The Basset hound is instantly recognisable and very distinctive in its appearance, and those of us of a certain age will also remember their being catapulted to fame in the 1980’s and 1990’s as the “Hush Puppies” dog! With their long bodies, overly long ears, drooping, sad eyes and short legs, the Basset has an undeniable appeal, and a strong following of enthusiasts, both in the UK and worldwide. The Basset hound is also one of the few breeds of dog that is classed as having the condition known as achondroplasia, or true dwarfism.
If you are considering buying a Basset hound dog or puppy, they can certainly make for very loving and rewarding pets. However, there are several aspects to the Basset hound’s health, appearance, personality and care that all potential owners should be aware of before committing to a purchase.

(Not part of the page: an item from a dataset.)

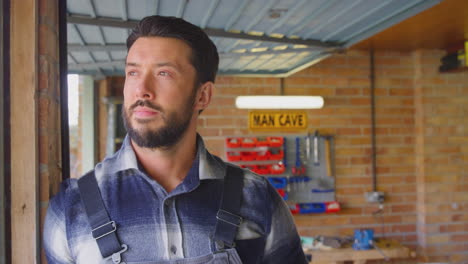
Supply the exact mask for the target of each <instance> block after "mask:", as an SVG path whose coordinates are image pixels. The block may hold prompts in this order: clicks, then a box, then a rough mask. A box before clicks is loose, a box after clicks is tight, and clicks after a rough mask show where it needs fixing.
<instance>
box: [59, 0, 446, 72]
mask: <svg viewBox="0 0 468 264" xmlns="http://www.w3.org/2000/svg"><path fill="white" fill-rule="evenodd" d="M441 1H442V0H68V1H67V11H68V24H67V29H68V67H69V72H70V73H80V74H91V75H94V76H97V77H102V76H109V75H123V72H124V61H125V56H126V53H127V52H126V46H125V42H126V38H127V36H128V34H129V30H130V29H131V28H133V27H134V26H135V25H136V23H137V21H138V20H140V19H141V18H143V17H145V16H149V15H155V14H158V15H163V16H176V17H181V18H184V19H185V20H187V21H190V22H191V23H193V24H195V25H198V26H200V27H201V28H203V29H204V30H205V31H206V32H207V34H208V35H209V36H210V37H211V38H212V40H213V41H214V43H215V44H216V46H217V48H218V51H219V53H220V67H219V74H230V75H249V76H265V75H268V76H278V77H282V76H288V75H290V74H292V73H294V72H296V71H299V70H300V69H303V68H305V67H308V66H310V65H312V64H313V63H315V62H317V61H319V60H321V59H323V58H325V57H327V56H329V55H330V54H332V53H333V52H337V51H339V50H342V49H345V48H347V47H349V46H351V45H353V44H355V43H357V42H359V41H361V40H363V39H366V38H368V37H370V36H372V35H374V34H376V33H378V32H380V31H382V30H384V29H386V28H388V27H390V26H392V25H394V24H396V23H398V22H400V21H402V20H404V19H406V18H408V17H411V16H413V15H415V14H417V13H419V12H421V11H423V10H425V9H427V8H429V7H432V6H433V5H435V4H437V3H439V2H441Z"/></svg>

In this article, we will cover the main issues in more detail, to help you to make an informed choice before buying. Read on to learn more.
The Basset hound is a quiet, calm and not overly energetic dog that will be happy with sedate walks and will not need hours and hours of time spent each day running around.

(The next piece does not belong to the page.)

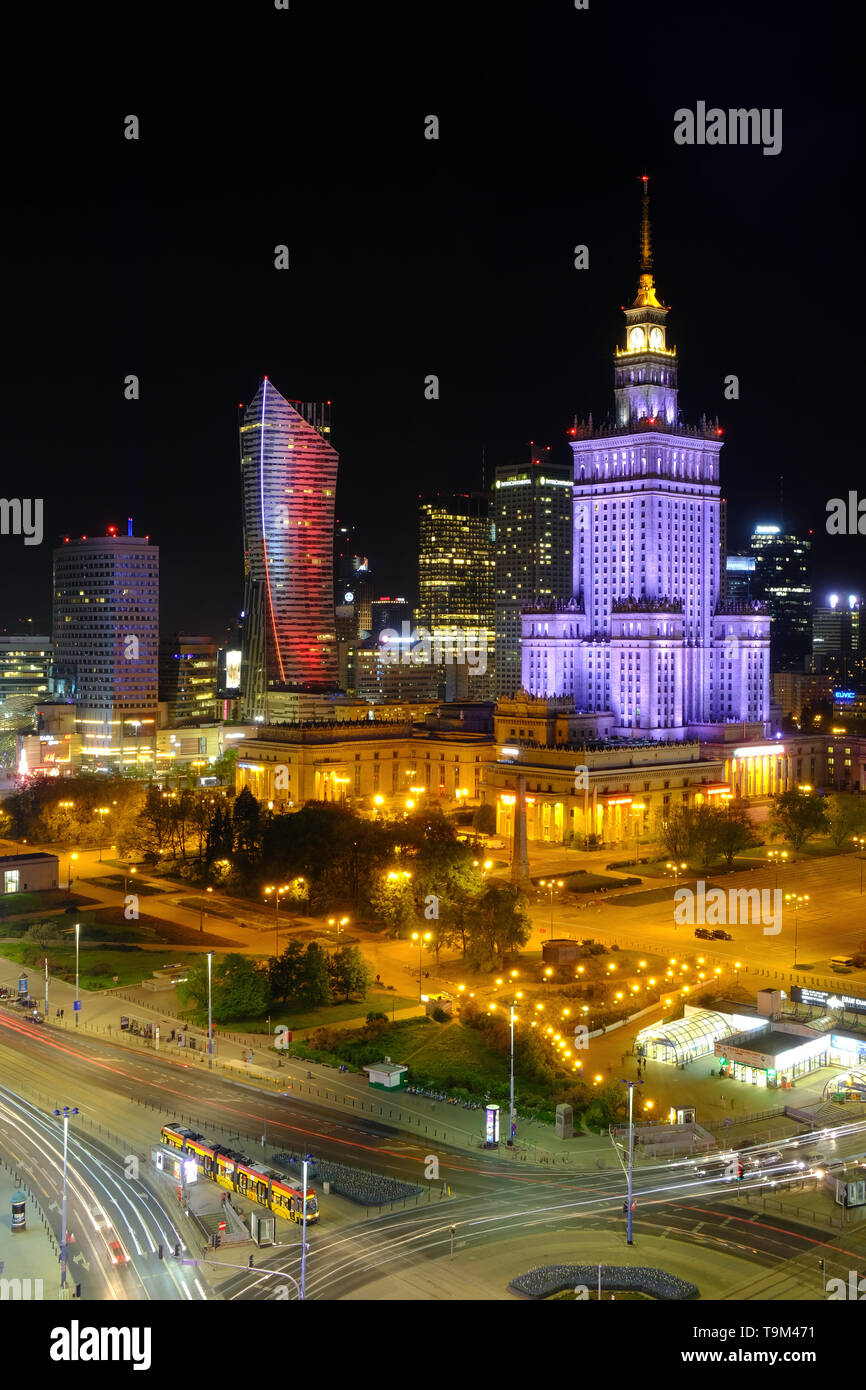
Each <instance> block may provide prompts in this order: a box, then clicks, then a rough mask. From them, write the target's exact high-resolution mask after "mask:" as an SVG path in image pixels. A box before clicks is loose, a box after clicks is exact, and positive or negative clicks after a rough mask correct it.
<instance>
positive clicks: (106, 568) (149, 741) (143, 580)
mask: <svg viewBox="0 0 866 1390" xmlns="http://www.w3.org/2000/svg"><path fill="white" fill-rule="evenodd" d="M53 592H54V613H53V644H54V684H56V689H57V688H60V689H63V692H64V695H65V698H67V699H70V701H75V706H76V709H75V721H76V731H78V733H79V734H81V735H82V739H83V744H82V752H83V753H85V756H95V758H96V759H97V760H106V762H111V763H132V762H139V760H147V753H146V749H147V748H149V746H152V745H153V738H154V734H156V719H157V644H158V612H160V552H158V546H156V545H150V541H149V539H147V537H133V535H117V534H115V531H114V528H111V530H110V532H108V535H104V537H81V539H67V541H64V543H63V545H61V546H60V548H58V549H57V550H54V591H53Z"/></svg>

They can be prone to stubbornness and independence, however, and are not classed as among the easiest of dogs to train. It is also worth noting that the Basset hound ranks well down the list in terms of canine intelligence levels, which means that they are unlikely to be able to learn and repeat a wide range of higher-level commands.
While the Basset can be independent and single minded, they are not a breed that thrives when left on their own for long periods of time, and they do require a reasonable amount of supervision and entertainment.

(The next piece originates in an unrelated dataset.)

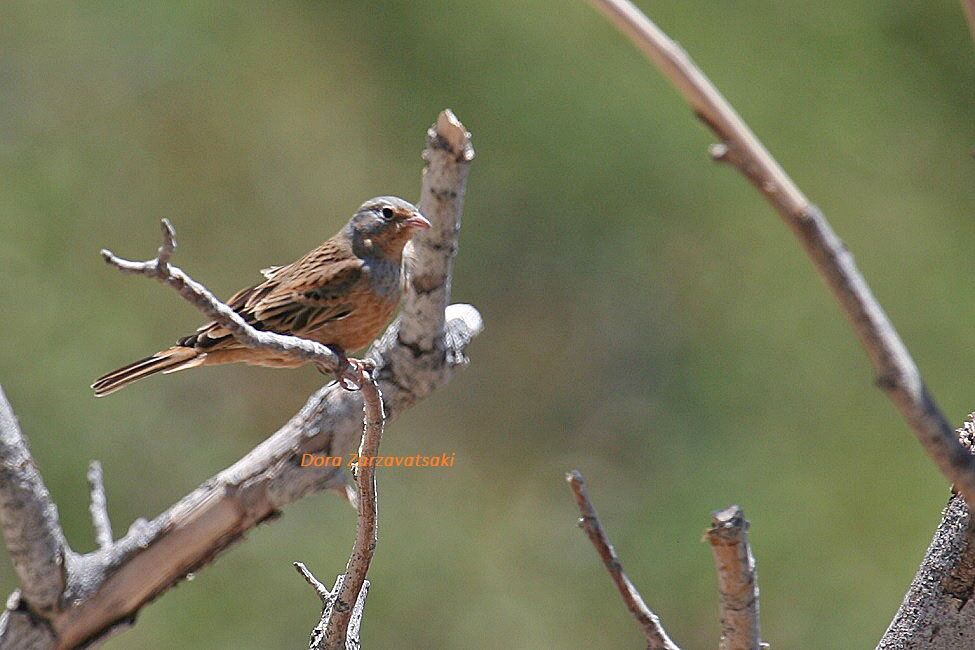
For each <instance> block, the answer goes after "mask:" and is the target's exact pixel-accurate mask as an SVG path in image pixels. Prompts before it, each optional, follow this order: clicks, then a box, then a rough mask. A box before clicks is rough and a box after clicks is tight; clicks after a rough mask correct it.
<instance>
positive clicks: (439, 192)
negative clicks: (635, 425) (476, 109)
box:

As mentioned, the Basset hound’s distinctive appearance comes about due to the presence of achondroplasia, or dwarfism. While in most other dog breeds this would be considered to be a genetic flaw, in the Basset it is a desirable breed trait, and one that is deliberately bred for.
The long body and short legs of the Basset can lead to potential problems with mobility, and with the joints and bones. Developing puppies and elderly Bassets should not be allowed to jump or climb too high, as this can cause damage to the limbs or spine, and care should be taken with the Basset throughout their lives to ensure that they do not take a fall or otherwise jar their limbs or back.
Spinal injuries in the Basset hound can be serious, and are one of the main causes of euthanasia in the breed. Injuries acquired while young may go on to lead to problems in later life, and it is also worth noting that due to the Basset’s stature and build, they are unable to swim. Special care must be taken to supervise the Basset hound when around ponds and water!
As well as the potential issues that can accompany achondroplasia as outlined above, the Basset hound also has elevated risk factors for some other genetically inherited health conditions too. The ears of the Basset hound need particular care to be paid to them in terms of keeping them clean and allowing air to circulate within the ear, as the shape and length of the ears means that this can be challenging to enable.
Due to their sad, large and drooping eyes, the Basset is also rather more prone to developing a range of eye problems than most other breeds, including irritations, excessive tear production, and foreign bodies becoming lodged within the eye.
The Basset hound, like all hounds, has superior skills as a hunter, and is one of the best scent hunters on the planet, with skills second only to the Bloodhound. The scenting abilities of the Basset hound are far superior to that of most other dogs, and once they get onto a trail, they will prove to be very persistent and tenacious! This is when the Basset’s independence and stubbornness will often really come to the fore, and it can be very hard to convince your dog to give up a scent and come in when you want them to! Extreme care must be taken in terms of protecting other smaller pets and wildlife from your Basset hound, as if they get caught up in the thrill of the chase, they can pose a risk to other animals.
The Basset can be trained and socialised to live with other pet such as cats, providing that this is undertaken carefully; however, outside of the home, even a Basset that lives happily side by side with a cat may view other cats as potential prey.